Why movzbl is used in assembly when casting unsigned char to signed data types?

1.5k views Asked by At

I'm learning data movement(MOV) in assembly.
I tried to compile some code to see the assembly in a x86_64 Ubuntu 18.04 machine:

typedef unsigned char src_t;
typedef xxx dst_t;

dst_t cast(src_t *sp, dst_t *dp) {
    *dp = (dst_t)*sp;
    return *dp;
}

where src_t is unsigned char. As for the dst_t, I tried char, short, int and long. The result is shown below:

// typedef unsigned char src_t;
// typedef char dst_t;
//  movzbl  (%rdi), %eax
//  movb    %al, (%rsi)

// typedef unsigned char src_t;
// typedef short dst_t;
//  movzbl  (%rdi), %eax
//  movw    %ax, (%rsi)

// typedef unsigned char src_t;
// typedef int dst_t;
//  movzbl  (%rdi), %eax
//  movl    %eax, (%rsi)

// typedef unsigned char src_t;
// typedef long dst_t;
//  movzbl  (%rdi), %eax
//  movq    %rax, (%rsi)

I wonder why movzbl is used in every case? Shouldn't it correspond to dst_t? Thanks!

1

There are 1 answers

1
Peter Cordes On BEST ANSWER

If you're wondering why not movzbw (%rdi), %ax for short, that's because writing to 8-bit and 16-bit partial registers has to merge with the previous high bytes.

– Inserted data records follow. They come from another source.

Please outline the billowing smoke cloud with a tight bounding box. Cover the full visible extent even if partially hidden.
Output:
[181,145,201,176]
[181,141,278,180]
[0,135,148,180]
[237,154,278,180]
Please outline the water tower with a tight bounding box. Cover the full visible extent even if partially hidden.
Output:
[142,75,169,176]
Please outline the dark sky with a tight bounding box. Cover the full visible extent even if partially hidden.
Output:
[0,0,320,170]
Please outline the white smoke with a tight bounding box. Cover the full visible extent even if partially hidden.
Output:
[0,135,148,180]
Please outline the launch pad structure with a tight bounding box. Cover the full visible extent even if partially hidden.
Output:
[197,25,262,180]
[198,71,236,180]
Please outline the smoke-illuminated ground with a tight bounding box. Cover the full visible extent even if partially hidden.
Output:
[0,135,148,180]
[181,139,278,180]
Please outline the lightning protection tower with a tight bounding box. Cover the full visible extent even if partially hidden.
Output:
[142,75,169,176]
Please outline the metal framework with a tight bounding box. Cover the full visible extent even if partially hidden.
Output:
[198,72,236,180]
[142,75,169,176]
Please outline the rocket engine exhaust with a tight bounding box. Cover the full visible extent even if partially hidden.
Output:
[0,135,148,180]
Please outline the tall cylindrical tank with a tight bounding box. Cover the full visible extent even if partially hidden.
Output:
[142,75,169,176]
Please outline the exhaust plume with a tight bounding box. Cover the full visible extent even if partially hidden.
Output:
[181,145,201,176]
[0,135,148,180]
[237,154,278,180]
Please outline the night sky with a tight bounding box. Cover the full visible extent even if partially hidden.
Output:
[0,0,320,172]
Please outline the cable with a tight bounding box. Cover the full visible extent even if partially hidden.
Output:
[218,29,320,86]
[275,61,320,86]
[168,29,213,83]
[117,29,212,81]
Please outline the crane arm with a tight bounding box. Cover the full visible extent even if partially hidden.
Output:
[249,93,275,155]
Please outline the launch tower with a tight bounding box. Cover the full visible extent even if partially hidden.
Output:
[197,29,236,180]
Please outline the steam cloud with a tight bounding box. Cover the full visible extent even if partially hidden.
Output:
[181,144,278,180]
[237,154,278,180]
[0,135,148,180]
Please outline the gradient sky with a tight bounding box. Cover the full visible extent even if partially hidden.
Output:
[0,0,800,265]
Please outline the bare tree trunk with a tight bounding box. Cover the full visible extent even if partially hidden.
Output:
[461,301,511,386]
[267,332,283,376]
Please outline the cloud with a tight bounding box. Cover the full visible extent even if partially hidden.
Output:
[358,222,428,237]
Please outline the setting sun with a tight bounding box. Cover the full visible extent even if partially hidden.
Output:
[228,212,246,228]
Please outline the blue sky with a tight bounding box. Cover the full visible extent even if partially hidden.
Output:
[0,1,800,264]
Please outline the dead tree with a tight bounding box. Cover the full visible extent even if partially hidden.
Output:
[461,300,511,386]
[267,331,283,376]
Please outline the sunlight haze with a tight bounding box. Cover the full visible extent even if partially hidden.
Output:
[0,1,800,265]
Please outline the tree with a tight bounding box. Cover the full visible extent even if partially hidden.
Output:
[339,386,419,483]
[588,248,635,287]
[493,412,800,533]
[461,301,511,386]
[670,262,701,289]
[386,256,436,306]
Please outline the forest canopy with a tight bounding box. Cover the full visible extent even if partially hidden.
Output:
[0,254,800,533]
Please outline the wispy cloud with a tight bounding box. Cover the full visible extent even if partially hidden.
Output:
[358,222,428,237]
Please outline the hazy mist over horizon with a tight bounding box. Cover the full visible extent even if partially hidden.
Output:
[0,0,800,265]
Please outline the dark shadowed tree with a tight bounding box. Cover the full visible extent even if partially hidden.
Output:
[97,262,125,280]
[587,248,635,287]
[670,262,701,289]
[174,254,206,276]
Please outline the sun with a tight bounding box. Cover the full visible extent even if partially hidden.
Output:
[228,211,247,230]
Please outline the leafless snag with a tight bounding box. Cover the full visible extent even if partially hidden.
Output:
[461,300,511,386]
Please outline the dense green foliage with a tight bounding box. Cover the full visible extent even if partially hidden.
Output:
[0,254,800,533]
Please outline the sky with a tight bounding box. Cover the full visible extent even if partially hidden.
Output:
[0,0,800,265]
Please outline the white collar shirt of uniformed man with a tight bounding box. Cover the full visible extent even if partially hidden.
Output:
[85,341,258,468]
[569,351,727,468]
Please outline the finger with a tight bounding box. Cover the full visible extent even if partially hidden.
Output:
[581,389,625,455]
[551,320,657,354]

Writing a 32-bit register like EAX implicitly zero-extends into the full RAX, avoiding a false dependency on the old value of RAX or any ALU merging uop. (Why do x86-64 instructions on 32-bit registers zero the upper part of the full 64-bit register?)

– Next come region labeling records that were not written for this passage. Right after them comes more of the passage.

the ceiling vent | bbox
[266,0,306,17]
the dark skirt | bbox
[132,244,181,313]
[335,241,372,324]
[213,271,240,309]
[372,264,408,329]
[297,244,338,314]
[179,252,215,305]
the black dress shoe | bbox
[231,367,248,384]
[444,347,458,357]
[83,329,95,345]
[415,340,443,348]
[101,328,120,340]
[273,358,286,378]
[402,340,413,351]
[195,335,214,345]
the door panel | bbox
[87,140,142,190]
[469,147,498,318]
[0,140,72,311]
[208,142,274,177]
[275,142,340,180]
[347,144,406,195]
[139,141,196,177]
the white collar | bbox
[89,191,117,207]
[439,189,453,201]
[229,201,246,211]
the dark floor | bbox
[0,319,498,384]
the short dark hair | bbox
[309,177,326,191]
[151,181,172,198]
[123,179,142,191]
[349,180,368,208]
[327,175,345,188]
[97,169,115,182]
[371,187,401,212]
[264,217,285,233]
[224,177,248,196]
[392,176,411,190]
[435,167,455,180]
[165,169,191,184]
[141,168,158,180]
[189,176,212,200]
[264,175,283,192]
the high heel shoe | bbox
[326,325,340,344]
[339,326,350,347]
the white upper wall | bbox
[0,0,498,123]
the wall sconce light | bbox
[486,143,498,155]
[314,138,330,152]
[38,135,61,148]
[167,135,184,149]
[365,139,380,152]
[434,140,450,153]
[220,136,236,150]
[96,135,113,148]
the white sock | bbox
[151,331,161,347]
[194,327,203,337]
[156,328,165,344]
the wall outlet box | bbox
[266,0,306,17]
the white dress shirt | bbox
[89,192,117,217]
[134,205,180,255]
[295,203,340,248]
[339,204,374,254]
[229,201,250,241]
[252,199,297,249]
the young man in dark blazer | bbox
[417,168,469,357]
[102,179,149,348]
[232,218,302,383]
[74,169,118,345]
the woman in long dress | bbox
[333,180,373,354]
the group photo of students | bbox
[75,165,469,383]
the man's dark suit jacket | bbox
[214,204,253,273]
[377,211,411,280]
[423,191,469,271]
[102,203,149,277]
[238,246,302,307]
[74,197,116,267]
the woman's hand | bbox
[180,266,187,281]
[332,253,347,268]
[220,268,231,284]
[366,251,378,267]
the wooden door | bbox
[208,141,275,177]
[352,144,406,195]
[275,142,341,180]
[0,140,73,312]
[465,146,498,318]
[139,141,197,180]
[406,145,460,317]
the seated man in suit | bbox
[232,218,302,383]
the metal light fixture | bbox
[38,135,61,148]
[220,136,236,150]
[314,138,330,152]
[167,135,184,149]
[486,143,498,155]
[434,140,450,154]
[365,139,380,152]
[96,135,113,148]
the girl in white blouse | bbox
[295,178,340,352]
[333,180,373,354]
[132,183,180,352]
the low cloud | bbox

The "normal" way to load a byte on x86 is with movzbl or movsbl, same as on a RISC machine like ARM ldrb or ldrsb, or MIPS lbu / lb.

The weird-CISC thing that GCC usually avoids is a merge with the old value that replaces only the low bits, like movb (%rdi), %al. Why doesn't GCC use partial registers? Clang is more reckless and will more often write partial regs, not just read them for stores. You might well see clang load into just %al and store when dst_t is signed char.


If you're wondering why not movsbl (%rdi), %eax (sign-extension)

The source value is unsigned, therefore zero-extension (not sign-extension) is the correct way to widen it according to C semantics. To get movsbl, you'd need return (int)(signed char)c.

In *dp = (dst_t)*sp; the cast to dst_t is already implicit from the assignment to *dp.


The value-range for unsigned char is 0..255 (on x86 where CHAR_BIT = 8).

Zero-extending this to signed int can produce a value range from 0..255, i.e. preserving every value as signed non-negative integers.

Sign-extending this to signed int would produce a value range from -128..+127, changing the value of unsigned char values >= 128. That conflicts with C semantics for widening conversions preserving values.


Shouldn't it correspond to dst_t?

It has to widen at least as wide as dst_t. It turns out that widening to 64-bit by using movzbl (with the top 32 bits handled by implicit zero-extension writing a 32-bit reg) is the most efficient way to widen at all.

Storing to *dp is a nice demo that the asm is for a dst_t with a width other than 32-bit.

Anyway, note that there's only one conversion happening. Your src_t gets converted to dst_t in al/ax/eax/rax with a load instruction, and stored to dst_t of whatever width. And also left there as the return value.

A zero-extending load is normal even if you're just going to read the low byte of that result.